Joe checked so many of my boxes. He was very smart and we made each other laugh all the time. I was nervous because he was a young and attractive so I thought he could be a player. I also did not want something serious, so I took a chance and am discovered he wasn’t. He had strong friendships, a job, and went to school full-time. That was great because he had a life that wouldn’t just revolve around me. Hey, I was (and still am) a very busy girl. He had very good grades, big plus for me, because I knew he was working hard to achieve his goals. I couldn’t just date a pretty face. He had also just cared for his aunt who he was very close to while she struggled with cancer so I knew he had good family ties and would be a good care taker for someone he loved. He lived alone and his place was always impeccable, very important because I can be a neat freak. He also knew how to take care of himself, he did his own laundry and loved to cook! And did I mention I had an affinity for light eyes, check!
Although I wasn’t planning on meeting my life partner, I am always open to the universe having my back.
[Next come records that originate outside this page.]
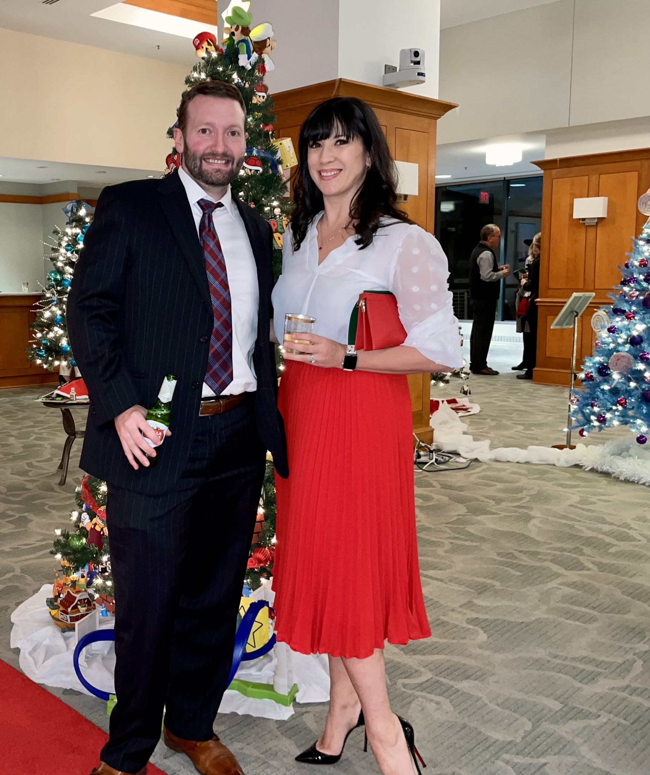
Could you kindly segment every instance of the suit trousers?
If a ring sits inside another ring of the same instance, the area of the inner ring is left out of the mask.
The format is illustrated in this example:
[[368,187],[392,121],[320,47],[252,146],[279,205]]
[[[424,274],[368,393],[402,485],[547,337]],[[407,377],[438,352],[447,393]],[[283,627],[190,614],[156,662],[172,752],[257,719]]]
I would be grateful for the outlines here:
[[117,704],[101,758],[119,771],[147,763],[165,708],[173,734],[214,734],[264,480],[254,398],[199,418],[170,491],[143,495],[109,484]]
[[487,367],[487,354],[494,318],[496,315],[497,299],[474,299],[472,301],[473,320],[469,336],[469,370],[480,371]]

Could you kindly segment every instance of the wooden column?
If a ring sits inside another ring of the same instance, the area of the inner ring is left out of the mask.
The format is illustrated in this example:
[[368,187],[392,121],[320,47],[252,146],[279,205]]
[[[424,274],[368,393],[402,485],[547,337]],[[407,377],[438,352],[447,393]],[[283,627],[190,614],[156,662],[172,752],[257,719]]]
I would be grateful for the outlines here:
[[[331,97],[357,97],[375,111],[397,161],[418,165],[418,195],[400,206],[423,229],[434,232],[436,191],[436,129],[437,120],[457,107],[452,102],[338,78],[273,95],[278,115],[276,136],[290,137],[298,150],[300,126],[311,111]],[[410,374],[413,431],[430,442],[429,425],[430,375]]]
[[[538,308],[537,367],[534,381],[568,385],[572,332],[551,330],[551,323],[575,291],[596,296],[579,322],[577,363],[593,354],[590,319],[621,281],[619,265],[631,250],[632,237],[647,216],[637,209],[650,188],[650,148],[545,159],[541,215],[541,264]],[[586,226],[573,218],[576,198],[607,197],[607,217]]]
[[38,293],[0,294],[0,388],[58,383],[58,374],[27,360],[29,323],[36,320],[32,307]]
I knew enough about what I wanted that when it came along we were bound like magnets and haven’t detached since.
Now get out and find your life partner!
Setting the right intentions to help find your life partner is key but you also have to be in the right mental space. Note that I said, life partner not perfect partner. There’s no one perfect in this world but there’s someone out there who’s perfectly imperfect for you, if that’s what you want. The key is to know and CLEAR with what you want. Only focus on what you want and expect.
The next key is to be open to finding it. Be realistic, if you want to find a new partner you’re not going to do it while you’re stuck hibernating at home or following the same routine that hasn’t led you there yet. Focus on yourself but also, don’t be afraid to try new things. Join a dating app, sign up for a class, or do some career development. Try something you’ve always wanted to do so that you’ll be in the right mental space and open to new things. You won’t attract what you want if you’re closed off or in the same funk you’ve always been in. Do things that will make you feel good, excited, and fulfilled. This will put you in the right energy state.
No excuses! Even in quarantine, I’ve seen stories of people “meeting” and dating virtually. https://time.com/5809894/drone-tiktok-coronavirus/ People have nothing but time right now, and we are all going through this crisis at the same time, so what a good moment to spend time getting to know someone.
Good luck!
Are there any of you who can you attest to this in your own relationship or anyone else’s you’ve seen?